Luck for the Seminoles; after about five monstrous visits to the Veteran’s Clinic; I finally found an apparently found a doctor who might keep me off the warpath. I still suggest John Cena keep his White Elitist ass out of Florida because one good appointment after many horrible ones, doesn’t keep him safe from the wrath of the Timucuan.

Protecting The Mute

Many of the mythology characters that I have an interest in — act as protectors of children. In my third novel, my main character will act as guardian to an unusually quiet girl she may not be completely mute but she’ll be distinctively quiet.
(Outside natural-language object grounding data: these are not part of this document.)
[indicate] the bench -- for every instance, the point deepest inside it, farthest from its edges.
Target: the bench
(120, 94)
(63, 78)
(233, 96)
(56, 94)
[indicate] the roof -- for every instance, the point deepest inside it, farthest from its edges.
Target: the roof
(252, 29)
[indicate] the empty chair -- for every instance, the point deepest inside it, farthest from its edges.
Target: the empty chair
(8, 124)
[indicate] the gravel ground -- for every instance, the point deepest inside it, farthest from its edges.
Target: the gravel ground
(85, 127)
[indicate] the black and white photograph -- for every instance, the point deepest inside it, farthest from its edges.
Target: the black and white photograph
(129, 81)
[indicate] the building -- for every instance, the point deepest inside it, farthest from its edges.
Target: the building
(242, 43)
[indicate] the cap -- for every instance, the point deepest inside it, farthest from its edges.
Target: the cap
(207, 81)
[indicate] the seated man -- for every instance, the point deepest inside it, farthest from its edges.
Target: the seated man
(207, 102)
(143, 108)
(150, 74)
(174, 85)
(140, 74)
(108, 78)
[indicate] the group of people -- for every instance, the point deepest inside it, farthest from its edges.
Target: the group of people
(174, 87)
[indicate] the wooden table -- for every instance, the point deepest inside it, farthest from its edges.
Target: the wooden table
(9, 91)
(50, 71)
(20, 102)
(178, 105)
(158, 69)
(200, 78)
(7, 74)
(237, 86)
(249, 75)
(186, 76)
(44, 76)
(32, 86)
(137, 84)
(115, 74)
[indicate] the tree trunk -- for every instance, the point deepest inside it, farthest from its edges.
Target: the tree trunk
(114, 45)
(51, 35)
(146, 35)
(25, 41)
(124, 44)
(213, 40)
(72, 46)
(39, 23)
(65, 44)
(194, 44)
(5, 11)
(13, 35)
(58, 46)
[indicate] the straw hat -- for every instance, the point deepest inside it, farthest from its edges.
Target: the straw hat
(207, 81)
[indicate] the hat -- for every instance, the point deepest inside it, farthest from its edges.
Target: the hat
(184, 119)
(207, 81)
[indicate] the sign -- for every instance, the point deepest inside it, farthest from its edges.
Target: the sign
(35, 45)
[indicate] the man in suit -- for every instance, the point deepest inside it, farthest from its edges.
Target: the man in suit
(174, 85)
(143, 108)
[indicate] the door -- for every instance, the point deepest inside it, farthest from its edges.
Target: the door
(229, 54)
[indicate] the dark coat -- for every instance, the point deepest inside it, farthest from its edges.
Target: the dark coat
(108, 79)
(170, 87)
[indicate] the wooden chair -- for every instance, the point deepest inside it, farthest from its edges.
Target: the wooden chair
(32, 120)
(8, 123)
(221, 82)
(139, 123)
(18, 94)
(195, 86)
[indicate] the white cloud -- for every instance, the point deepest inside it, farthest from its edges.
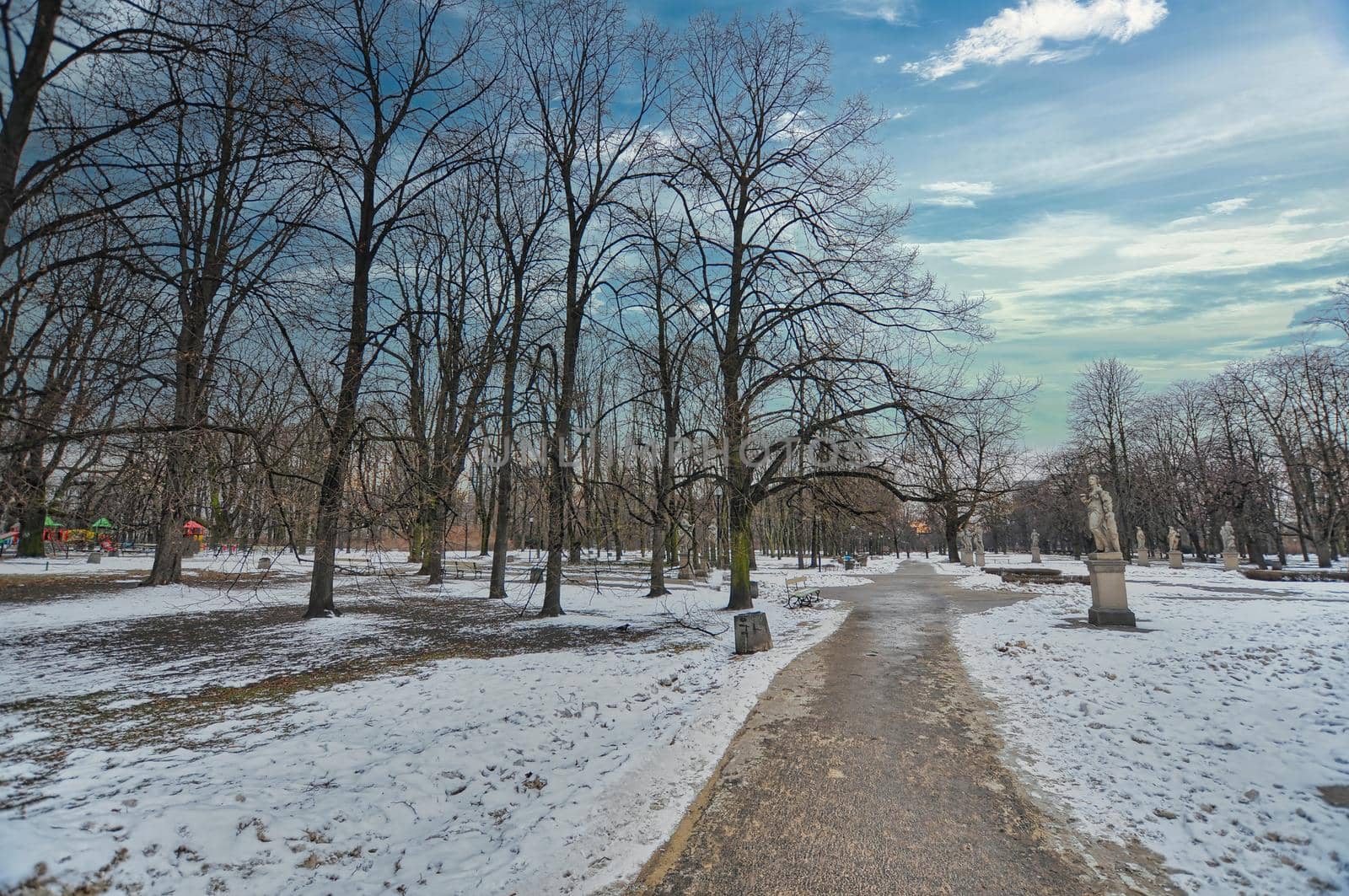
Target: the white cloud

I lived an extended period of my childhood as a mute and there is a temperamental side that has always protected my inner child — the mute.

I write about a fertility cult and sex obviously plays a role, but many fertility deities double as guardians. The guy in the story will be a mute, too. My main character will probably be conflicted about how to handle the guy. Guys don’t fare very well in hands of my cult, but this guy will be somewhat different.

Theoretically Voice Coding A Novel

I have an idea to adjust the text to speech function according to the character speaking, but I lack the power to influence the reader industry. My idea is to use a color coded colon to distinguish the characters. The main character in my novel could use a previously prescribed default to limit the markup. Here’s an example:

The main character says this and can possibly be left unmarked.

:The secondary character is marked by a color coded colon and theoretically a color coded period could act as the end mark to switch the voice back to the default.

I don’t need a separate narrator because my novel uses the first person perspective, so others would probably use a color coded colon to mark all characters. Reducing the markup is the Ideal strategy. The colon is used by playwrights, but I’ve found it best not to skip a space after the colon renders and the color code eliminates the use of the actual name. Characters still need an introduction such as, “What’s up, Harry,” but that’s no big deal.

TTS apps tend to voice out things such as underscore which is the reason I used the colon, but I’m sure alternative methods exist.

Almost Certainly Blackballed by Literary Agencies

I decided to send out one more query and the traffic on my blog shows someone went to a badmouthing post, in the day between submission and rejection. The literary agent who stirred my wrath got rightfully dismissed, but I figured I would receive blowback. It could be that the rejection came because my novel doesn’t work, but it seemed coincidental that someone browsed that post in such a short period of time.

I would prefer publishing the best book possible and I considered the traditional route offered an improved quality. Paying an editor when you don’t know if the book would make money even if it was a masterpiece — seems pointless. I don’t have money to waste. Self-editing has limits and finding someone attuned to my style may be problematic; even though, my style probably fits Chuck Palahniuk or Tom Robbins category. Finding someone with editing skills and fitting of such a style it isn’t easy without money to throw around or a literary network of friends.

The reason I stopped editing was the lack of concentration made it more likely I would cause more harm than good. Editing the same material over and over again causes extreme burnout. I’ll probably search for suitable beta-readers, but the process is likely aggravating and aggravation isn’t something you want from an unprofitable hobby. Mistake in by blog doesn’t concern me much, but the book needs quality editing — what a pain.